Study on Corrosion Resistance of Ceramic Spraying

       With the advancement of nanomaterial preparation technology, research on the use of nanomaterials in surface engineering has also attracted more and more attention. It is in this context that



A brand-new discipline of ceramic spraying - nano-surface engineering came into being. The so-called nano-surface engineering is based on nano-materials and nano-processing technology. Through specific processing skills and assembly methods, the surface of the material has a nano-structure, and then the surface of the material can be strengthened, modified or given new functions. Advanced processing technology, It has great academic value, usage prospects and market potential.

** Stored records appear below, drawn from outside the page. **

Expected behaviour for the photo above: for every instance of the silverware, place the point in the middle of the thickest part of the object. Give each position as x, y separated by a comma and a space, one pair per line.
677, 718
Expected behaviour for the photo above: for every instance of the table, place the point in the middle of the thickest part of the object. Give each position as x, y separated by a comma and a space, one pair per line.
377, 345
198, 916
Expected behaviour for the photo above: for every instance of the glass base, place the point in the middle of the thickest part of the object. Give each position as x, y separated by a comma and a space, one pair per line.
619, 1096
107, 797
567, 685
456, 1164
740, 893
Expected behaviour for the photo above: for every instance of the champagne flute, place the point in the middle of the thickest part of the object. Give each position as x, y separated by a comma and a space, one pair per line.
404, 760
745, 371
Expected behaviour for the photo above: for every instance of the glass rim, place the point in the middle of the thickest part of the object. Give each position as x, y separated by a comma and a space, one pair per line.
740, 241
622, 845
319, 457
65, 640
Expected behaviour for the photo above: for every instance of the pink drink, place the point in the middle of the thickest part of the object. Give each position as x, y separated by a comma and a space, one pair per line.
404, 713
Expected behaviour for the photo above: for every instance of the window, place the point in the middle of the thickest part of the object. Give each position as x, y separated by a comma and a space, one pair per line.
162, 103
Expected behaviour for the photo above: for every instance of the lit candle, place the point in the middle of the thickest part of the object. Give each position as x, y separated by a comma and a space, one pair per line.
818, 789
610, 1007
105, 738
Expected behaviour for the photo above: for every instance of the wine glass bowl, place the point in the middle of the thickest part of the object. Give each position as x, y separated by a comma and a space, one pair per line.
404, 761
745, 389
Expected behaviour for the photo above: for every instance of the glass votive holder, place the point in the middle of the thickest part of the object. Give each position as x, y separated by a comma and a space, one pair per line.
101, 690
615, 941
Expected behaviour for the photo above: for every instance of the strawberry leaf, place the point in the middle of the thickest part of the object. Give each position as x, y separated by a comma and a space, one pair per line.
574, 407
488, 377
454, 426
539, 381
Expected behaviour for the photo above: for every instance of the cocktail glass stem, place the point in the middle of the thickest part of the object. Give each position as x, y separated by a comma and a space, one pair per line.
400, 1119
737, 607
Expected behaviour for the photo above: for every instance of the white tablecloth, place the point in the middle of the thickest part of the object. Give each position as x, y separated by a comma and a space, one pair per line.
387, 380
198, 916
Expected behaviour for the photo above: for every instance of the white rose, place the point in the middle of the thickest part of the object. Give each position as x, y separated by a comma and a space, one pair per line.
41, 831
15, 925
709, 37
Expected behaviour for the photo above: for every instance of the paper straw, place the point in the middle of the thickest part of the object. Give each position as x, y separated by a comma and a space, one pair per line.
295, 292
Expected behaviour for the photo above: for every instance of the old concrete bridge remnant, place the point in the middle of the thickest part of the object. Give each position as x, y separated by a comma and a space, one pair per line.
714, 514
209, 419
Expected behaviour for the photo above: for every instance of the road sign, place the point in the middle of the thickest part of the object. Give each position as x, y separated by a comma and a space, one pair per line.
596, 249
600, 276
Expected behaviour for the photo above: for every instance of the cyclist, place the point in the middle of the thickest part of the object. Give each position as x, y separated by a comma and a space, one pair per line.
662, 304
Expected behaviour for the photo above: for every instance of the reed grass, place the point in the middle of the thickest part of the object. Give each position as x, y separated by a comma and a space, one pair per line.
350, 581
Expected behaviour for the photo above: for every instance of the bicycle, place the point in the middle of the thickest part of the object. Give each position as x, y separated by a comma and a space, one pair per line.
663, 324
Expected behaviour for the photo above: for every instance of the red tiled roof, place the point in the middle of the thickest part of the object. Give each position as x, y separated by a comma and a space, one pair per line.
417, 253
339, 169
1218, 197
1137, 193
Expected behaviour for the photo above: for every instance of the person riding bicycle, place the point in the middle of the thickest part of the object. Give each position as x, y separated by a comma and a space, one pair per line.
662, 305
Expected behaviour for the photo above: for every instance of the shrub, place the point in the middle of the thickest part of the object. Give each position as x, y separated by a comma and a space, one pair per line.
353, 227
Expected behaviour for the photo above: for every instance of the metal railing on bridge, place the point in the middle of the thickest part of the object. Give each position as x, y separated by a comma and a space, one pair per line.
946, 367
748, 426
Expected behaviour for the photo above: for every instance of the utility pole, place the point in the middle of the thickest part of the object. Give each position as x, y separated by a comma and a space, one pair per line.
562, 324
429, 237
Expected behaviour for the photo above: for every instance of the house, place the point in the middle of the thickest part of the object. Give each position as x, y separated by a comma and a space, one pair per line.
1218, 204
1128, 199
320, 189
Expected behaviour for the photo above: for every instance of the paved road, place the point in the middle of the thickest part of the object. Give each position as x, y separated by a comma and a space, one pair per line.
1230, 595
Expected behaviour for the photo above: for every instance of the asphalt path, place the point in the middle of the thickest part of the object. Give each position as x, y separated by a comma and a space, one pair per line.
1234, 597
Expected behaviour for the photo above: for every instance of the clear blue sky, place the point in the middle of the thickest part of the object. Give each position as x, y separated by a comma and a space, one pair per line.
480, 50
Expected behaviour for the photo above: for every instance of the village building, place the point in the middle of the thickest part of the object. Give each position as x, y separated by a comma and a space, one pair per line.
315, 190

Because of its high flame temperature, fast jet velocity, fast cooling rate, and controllable atmosphere, ceramic spraying technology is one of the most important methods for preparing nano-coatings. Plasma sprayed Al2O3-TiO2 ceramic composite ceramic coating has the advantages of high hardness, high temperature resistance, wear resistance and corrosion resistance, which has a good maintenance effect on the metal matrix, and can effectively prolong the service life of the components, so it is obtained in many industries. to use.







Early researches on Al2O3-TiO2 ceramic composite coatings mainly focused on the analysis of its microstructure and phase composition, while less research on the coating's preparation process and its properties, especially corrosion resistance. Therefore, this paper discusses the influence rules of spraying power and TiO2 content on the corrosion resistance of Al2O3-TiO2 nano-ceramic composite coatings prepared by plasma spraying.



Taking 6063 aluminum alloy as the matrix material, its chemical composition is (mass fraction, %): 0.2～0.6Si, 0.35Fe, 0.1Cu, 0.1Mn, 0.45～0.9Mg, 0.1Cr, 0.1Zn, 0.1Ti, and the balance Al . The dimensions of the sprayed samples are 60 mm × 40 mm × 3 mm. The nano-powder is sprayed and re-granulated to prepare micron-scale feed suitable for spraying. The process flow is: manufacturing slurry: 97%Al2O3+3%TiO2 (mass percentage, referred to as AT3, the same below); 87%Al2O3+13% TiO2 (AT13 for short); 80%Al2O3+20%TiO2 (AT20 for short); 60%Al2O3+40%TiO2 (AT40 for short)→spray granulation→powder sintering (800℃×1h)→selection. Degrease and sandblast the surface of the substrate before spraying. The internal powder feeding method is used for spraying, the spraying power is 20, 25, 30 and 35kW respectively, the argon gas flow is 120L/min, the powder feeding nitrogen pressure is 0.6MPa, and the spraying interval is 70mm.







Spray thickness 0.15 ~ 0.20mm. The corrosion resistance of the coating was characterized by a neutral salt spray test. The experimental period is determined as 4, 8, 24, 48, 72, 96 and 120h according to the period recommended in the specification and combined with the actual situation. The spraying is not stopped during the experimental period, and the salt spray box is opened only when the required time is short to investigate the sample.







The spraying power has a significant effect on the corrosion resistance of the nano-ceramic composite coating. With the increase of spraying power, the corrosion resistance of nano-ceramic composite coating first increased and then decreased. The content of TiO2 has a great influence on the corrosion resistance of nano-ceramic composite coatings, and its corrosion resistance increases with the increase of TiO2 content.